Imaginava que ele teria alguma ideia.
Os toques na porta foram leves. Eu quase podia ouvir a pergunta que ele se fazia do outro lado: “O que estou fazendo aqui?”.
Abri e lá estava, bem na hora, Lawrence.
— Alteza — ele disse, curvando-se de um jeito cômico. — Vim arrebatar seu coração.
— Engraçadinho. Entra logo.
Lawrence entrou e começou a examinar minhas estantes.
— Da última vez em que estive no seu quarto você tinha uma coleção de pôneis de madeira.
— Já passei dessa fase.
— Mas não da fase de tirana mandona?
— Não. Assim como você não passou da fase de nerd insuportável.
— É desse jeito que você se sai bem em todos os seus encontros?
— Mais ou menos — respondi com um sorrisinho. — Sente-se. Tenho uma proposta para você.
Ele notou a garrafa de vinho que eu tinha preparado e não perdeu tempo em servir-se de
uma taça.
— Quer um pouco? — perguntou.
— Por favor — suspirei. — Vamos precisar.
Ele fez uma pausa e me encarou antes de continuar:
— Agora fiquei nervoso. O que você quer?
Peguei minha taça e tentei lembrar de como planejara abordar a situação.
— Você me conhece, Lawrence. Você conhece a minha vida inteira.
— Verdade. De fato, ontem mesmo tive uma vaga lembrança de você correndo pela casa sem nada além de fraldas. Foi uma boa visão.

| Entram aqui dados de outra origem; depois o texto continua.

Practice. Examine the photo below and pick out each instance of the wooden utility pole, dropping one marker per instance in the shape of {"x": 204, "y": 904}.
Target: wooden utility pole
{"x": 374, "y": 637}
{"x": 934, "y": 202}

Fiz uma cara de tédio e tentei não rir.
— De qualquer forma — falei —, você entende em certa medida a minha personalidade, quem eu sou com as câmeras desligadas.
Ele deu um gole no vinho e refletiu sobre aquelas palavras.

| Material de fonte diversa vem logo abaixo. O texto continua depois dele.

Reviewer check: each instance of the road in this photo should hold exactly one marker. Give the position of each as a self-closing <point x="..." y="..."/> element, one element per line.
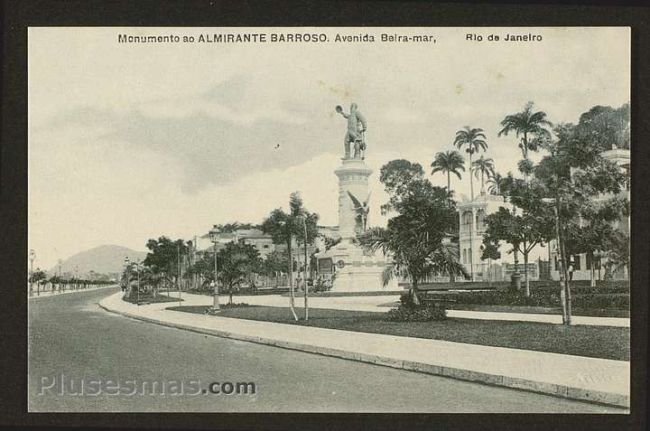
<point x="73" y="341"/>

— Acho que entendo você com as câmeras ligadas também, mas continue, por favor.
Eu nunca tinha pensado naquilo, em como Lawrence acompanhara as diversas etapas do meu crescimento, nos bastidores e em frente às câmeras. Havia uma postura que eu precisava
assumir quando estava exposta, e ele sabia disso.

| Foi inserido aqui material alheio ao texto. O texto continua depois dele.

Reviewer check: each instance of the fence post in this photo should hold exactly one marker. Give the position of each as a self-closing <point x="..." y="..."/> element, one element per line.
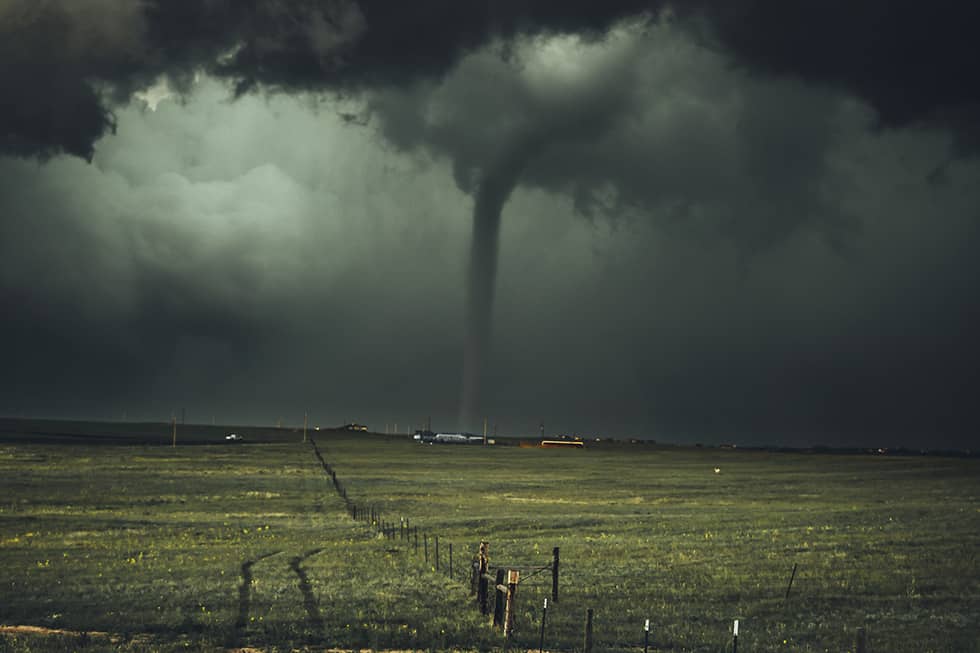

— A Seleção não foi ideia minha, mas mesmo assim preciso me esforçar ao máximo para que tudo corra bem. Na minha opinião, acho que já estou me esforçando. Mas o público espera que eu seja uma garotinha risonha quando estou ao lado de todos vocês, e acho que não consigo fazer isso. Não consigo agir feito uma idiota.
— Na verdade…
— Pare!
Ele abriu um sorriso malicioso e tomou outro gole de vinho.
— Você é tão chato. Por que estou me dando o trabalho?
— Não, continue, você não quer agir feito uma idiota — ele insistiu, botando a taça sobre a mesa e inclinando-se para a frente.
Respirei fundo, de novo em busca de palavras.
— As pessoas querem romance, mas eu não estou preparada para me comportar assim em
público, pelo menos até me sentir verdadeiramente envolvida com alguém. Mesmo assim, preciso oferecer a eles alguma coisa.
Abaixei a cabeça e o espiei por sob os cílios.
— Como o quê, exatamente?
— Um beijo.
— Um beijo?
— Um beijinho só. E você é a única pessoa para quem posso pedir isso, porque você saberia que não é de verdade e as coisas não ficariam complicadas. Estou disposta a te oferecer algo em troca.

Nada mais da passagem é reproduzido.